Buckroe Beach with the sad abandoned merry-go-rounds

          and ferris wheels of winter, the grains filtering down

into the gravel and on top rich loam from the pond

          by the road Mr. Benthall passed each day in his long

low Cadillac. Then the plants, a splash of water, screw

          on the lid and watch your little world respire, the dew

beading the dome of pickle heaven, to rain, then drain

          through soil and sand and gravel, to vaporize again

and again. My perfect world on Benthall Road, no Cain


to upset my Edens lined up on the window sill,

          a little god, creating her globes out of sheer will

for order, like Velasquez painting Las Meninas,

          the dwarves, ladies-in-waiting, a shimmering princess,

Philip IV, doting father, in the background, king

          but unable to pay his pastry chef, the painting

Velasquez’s bid for a minor nobility,

          but artist and king soon dead, the girl at twenty-three,

worn out by seven royal births. My terrariums

          rarely lasted more than a week or so—too much sun,

not enough. A nine-year-old god’s rattletrap world takes

          the pesky second law of thermodynamics

and runs with it into a quantum universe thick


with biospheres, communes, ashrams, and parallel worlds

          splitting off with each second, a universe unfurled

like the arms of Kali, the Hindu goddess of death

          or transformation, every moment a little death

or pirouette into another Balanchine dream

          or nightmare, depending on your point of view. It seems

a perfect world must hide in all this teeming being,

          that midsummer’s afternoon, phlox and jasmine blooming,

where fathers didn’t miss their chance looking for fool’s gold,

          or can it be this gaudy world with its missed trains, real

estate deals gone bad, children clamoring for more than

          one woman can give them, splintered by a glittering sun,

more glorious than any king and his starry crown.



Flesh, Bone, and Red


Looking at Rubens’s panels for Marie de Medicis

          in the Louvre with Stuart, whom my husband

calls Maria Stuarda for no other reason

          than the Italian rolls off his tongue

so sweetly and I think of how he wooed me

          with a barrage of words so cunningly fluent,

so linguistically adroit, I was caught like a dragonfly

          in a spider’s web, a delicious death,

but here we are older and not particularly wiser

          in Paris, and Stuart is walking with one boot off

because of arthritis in her foot, and my big toe

          aches intermittently from a dance injury,

and I carry the x-ray with me, if for nothing else

          to contemplate the beauty of my bones,

all twenty six, delicately rigged,

          somehow more elegant than the foot itself,

and Stuart is explaining Rubens’s genius,

          how his choice to separate the two cheeks

of a demi-goddess’s buttocks with brick red instead of black

          is glorious, and this room in the former palace

looks like nothing so much as an opera set,

          home of the Scottish princess, red-haired beauty

of Brodsky’s poems, but now ensconced in Verdi’s opera,

          beheaded by her rival for the English throne,

and sometimes my toe hurts so much I want to cut it off,

          the little I know about blood saving me,

and wine seems to dull the pain so we limp

          through the bitter night to a little restaurant

in the Marais, order a feast, and toast ourselves

          again and again with glasses of rough Corsican red,

though Stuart and I can’t stop talking about the flesh

          of Rubens’s women, its rosiness, its amplitude,

our own bodies growing thicker, more regal with age,

          the glory of youth passing like a runaway train

as we sit in a field of poppies, meal spread

          on blankets, bottles of champagne, paté,

long bayonets of bread, grapes like mermaids tears,

          with each morsel making our bodies as Rubens

painted his queens, blue by flesh by stroke by red.

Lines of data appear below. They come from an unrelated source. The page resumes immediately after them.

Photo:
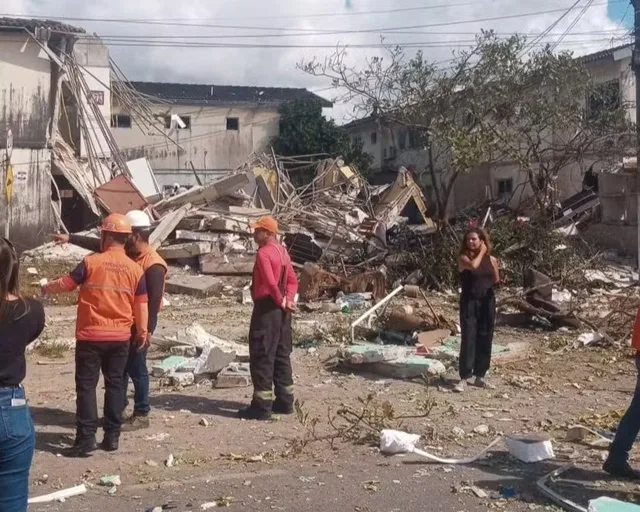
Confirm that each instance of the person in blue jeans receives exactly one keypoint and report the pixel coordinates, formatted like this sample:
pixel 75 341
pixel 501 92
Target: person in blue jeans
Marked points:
pixel 21 322
pixel 617 463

Barbara Hamby has two books of poetry: Delirium (University of North Texas, 1995) and The Alphabet of Desire (New York University Press). Her third book, Babel, won the 2003 AWP/Donald Hall Prize and will be published next year by the University of Pittsburgh Press. She has work forthcoming in the Paris Review, Western Humanities Review, Boulevard, Indiana Review, and the Yale Review.